In summary, in both fields, due to their Small World configuration, there is room for innovation. However, in both countries it was observed that other organizations with greater potential to access external sources of knowledge and with more qualified human resources, such as universities and research organizations, still play a timid role and should be strengthened so that Brazil and Argentina develop the capability to respond with a scientific-technological basis and based on their local realities, to the growing and complex demands for food security, action against climate change, and territorial rural development.

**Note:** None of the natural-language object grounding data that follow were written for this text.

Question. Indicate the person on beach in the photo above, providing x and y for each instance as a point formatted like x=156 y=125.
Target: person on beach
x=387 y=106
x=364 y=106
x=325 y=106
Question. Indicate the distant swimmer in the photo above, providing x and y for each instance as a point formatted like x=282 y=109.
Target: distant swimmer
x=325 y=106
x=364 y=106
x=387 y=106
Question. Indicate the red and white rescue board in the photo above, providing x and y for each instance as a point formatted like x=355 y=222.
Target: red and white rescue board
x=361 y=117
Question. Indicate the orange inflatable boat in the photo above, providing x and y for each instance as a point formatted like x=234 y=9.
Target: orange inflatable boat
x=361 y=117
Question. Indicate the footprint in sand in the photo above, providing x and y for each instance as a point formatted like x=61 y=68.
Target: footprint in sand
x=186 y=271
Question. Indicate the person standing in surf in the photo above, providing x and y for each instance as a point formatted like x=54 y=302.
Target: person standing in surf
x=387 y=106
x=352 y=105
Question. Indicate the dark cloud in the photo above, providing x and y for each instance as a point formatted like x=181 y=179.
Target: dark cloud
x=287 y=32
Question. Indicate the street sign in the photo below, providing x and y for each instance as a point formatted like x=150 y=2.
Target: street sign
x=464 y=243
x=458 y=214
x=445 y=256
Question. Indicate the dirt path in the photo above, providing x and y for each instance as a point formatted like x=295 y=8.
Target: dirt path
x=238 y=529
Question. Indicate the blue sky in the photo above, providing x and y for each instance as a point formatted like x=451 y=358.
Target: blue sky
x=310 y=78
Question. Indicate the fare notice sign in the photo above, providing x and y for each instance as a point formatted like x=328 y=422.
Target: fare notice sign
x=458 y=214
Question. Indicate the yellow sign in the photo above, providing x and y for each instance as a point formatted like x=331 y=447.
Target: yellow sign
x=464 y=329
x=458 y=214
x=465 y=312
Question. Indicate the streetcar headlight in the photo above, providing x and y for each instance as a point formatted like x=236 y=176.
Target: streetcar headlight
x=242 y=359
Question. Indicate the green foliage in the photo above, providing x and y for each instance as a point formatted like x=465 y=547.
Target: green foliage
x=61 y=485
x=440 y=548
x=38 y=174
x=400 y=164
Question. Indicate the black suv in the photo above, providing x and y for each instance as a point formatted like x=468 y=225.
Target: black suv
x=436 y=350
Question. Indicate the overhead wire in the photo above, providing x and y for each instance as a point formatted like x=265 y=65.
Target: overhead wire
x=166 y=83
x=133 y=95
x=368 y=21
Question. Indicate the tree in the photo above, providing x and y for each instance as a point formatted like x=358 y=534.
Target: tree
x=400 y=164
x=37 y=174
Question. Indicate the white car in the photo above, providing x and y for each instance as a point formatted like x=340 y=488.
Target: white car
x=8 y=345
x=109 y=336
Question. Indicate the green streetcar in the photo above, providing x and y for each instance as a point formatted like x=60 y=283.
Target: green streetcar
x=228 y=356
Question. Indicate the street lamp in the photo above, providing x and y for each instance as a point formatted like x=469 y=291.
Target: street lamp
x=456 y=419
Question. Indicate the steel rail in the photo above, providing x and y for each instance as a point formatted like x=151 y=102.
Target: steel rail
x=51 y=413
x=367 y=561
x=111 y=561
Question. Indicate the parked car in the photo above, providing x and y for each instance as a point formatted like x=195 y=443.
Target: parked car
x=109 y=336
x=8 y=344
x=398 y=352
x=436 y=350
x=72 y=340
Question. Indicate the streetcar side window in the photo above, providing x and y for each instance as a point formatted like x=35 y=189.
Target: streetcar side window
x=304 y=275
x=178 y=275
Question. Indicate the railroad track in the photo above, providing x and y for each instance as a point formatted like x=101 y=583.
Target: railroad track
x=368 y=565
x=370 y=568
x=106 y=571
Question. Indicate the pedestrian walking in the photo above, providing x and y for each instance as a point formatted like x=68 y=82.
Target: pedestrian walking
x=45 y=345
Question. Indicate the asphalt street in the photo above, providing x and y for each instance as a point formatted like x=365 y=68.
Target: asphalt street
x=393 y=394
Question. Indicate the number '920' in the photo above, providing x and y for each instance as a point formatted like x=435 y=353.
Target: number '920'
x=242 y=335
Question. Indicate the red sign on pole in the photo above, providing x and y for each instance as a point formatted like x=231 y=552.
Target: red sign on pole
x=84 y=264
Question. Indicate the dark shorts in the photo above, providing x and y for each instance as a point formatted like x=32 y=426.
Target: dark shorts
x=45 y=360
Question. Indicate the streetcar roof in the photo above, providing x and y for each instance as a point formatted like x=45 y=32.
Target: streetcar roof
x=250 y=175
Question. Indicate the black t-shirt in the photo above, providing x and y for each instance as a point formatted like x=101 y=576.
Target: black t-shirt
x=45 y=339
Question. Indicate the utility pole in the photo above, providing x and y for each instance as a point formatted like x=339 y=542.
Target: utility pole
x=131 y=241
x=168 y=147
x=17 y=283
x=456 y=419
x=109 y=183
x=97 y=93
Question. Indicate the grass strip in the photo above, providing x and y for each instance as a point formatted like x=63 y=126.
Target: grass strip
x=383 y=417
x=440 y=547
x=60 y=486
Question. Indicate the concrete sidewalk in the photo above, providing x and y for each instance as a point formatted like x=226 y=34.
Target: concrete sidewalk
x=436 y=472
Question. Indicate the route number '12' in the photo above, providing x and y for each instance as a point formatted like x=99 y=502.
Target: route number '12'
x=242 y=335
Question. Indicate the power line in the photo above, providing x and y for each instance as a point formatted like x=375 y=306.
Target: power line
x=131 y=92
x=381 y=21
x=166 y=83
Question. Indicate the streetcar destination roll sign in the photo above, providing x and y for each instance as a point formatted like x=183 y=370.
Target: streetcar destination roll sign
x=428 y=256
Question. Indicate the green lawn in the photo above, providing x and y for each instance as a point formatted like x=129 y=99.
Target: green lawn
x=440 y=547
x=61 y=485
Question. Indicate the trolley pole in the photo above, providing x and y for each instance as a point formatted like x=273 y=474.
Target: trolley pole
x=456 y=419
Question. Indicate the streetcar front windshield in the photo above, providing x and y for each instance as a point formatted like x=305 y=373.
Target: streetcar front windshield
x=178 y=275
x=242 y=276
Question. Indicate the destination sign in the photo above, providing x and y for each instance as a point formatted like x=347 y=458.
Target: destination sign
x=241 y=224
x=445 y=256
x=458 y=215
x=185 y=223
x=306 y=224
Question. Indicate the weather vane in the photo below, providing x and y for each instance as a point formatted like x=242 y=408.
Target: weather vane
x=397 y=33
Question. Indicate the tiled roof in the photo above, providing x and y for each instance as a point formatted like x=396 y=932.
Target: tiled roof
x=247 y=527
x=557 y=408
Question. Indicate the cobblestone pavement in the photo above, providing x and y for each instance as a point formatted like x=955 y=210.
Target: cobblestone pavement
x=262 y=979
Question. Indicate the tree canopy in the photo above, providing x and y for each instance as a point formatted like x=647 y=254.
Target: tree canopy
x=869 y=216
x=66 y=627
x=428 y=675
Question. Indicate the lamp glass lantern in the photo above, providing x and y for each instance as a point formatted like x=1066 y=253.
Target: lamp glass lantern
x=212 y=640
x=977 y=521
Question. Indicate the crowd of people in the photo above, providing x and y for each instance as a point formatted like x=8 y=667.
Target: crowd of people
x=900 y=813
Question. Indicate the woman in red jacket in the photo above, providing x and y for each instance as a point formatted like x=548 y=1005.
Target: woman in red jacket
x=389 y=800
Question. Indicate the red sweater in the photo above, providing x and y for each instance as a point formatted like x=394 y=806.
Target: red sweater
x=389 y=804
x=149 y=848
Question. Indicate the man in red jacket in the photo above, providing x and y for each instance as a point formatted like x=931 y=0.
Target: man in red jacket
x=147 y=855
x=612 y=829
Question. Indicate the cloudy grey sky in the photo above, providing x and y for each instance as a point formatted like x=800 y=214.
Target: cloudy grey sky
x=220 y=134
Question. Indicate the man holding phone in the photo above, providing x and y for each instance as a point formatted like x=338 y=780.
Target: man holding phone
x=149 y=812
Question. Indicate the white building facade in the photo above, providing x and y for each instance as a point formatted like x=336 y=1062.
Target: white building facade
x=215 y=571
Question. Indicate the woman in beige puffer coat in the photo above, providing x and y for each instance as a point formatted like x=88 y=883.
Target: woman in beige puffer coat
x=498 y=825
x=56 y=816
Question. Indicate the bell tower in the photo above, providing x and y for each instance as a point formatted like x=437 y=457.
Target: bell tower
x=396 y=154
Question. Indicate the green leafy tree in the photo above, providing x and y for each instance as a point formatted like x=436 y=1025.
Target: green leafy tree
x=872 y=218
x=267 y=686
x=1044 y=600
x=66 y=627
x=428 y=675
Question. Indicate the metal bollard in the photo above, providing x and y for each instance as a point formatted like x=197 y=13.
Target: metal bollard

Although the present research covers a restricted number of actors that do not equate the total population of the areas under study, given that they represent a sample of their social relationships, it has sought to advance the knowledge of the functioning of the organizational fields of chains with high impact for the local development of both countries, combining barely explored and validated theoretical perspectives in agri-food studies. Future research may advance the identification of the type of responses to different institutional demands and the discussion of the hypothesis that demands are confirmed to be conflicting in moderately centralized fields. Also carry out larger statistically based predictive research.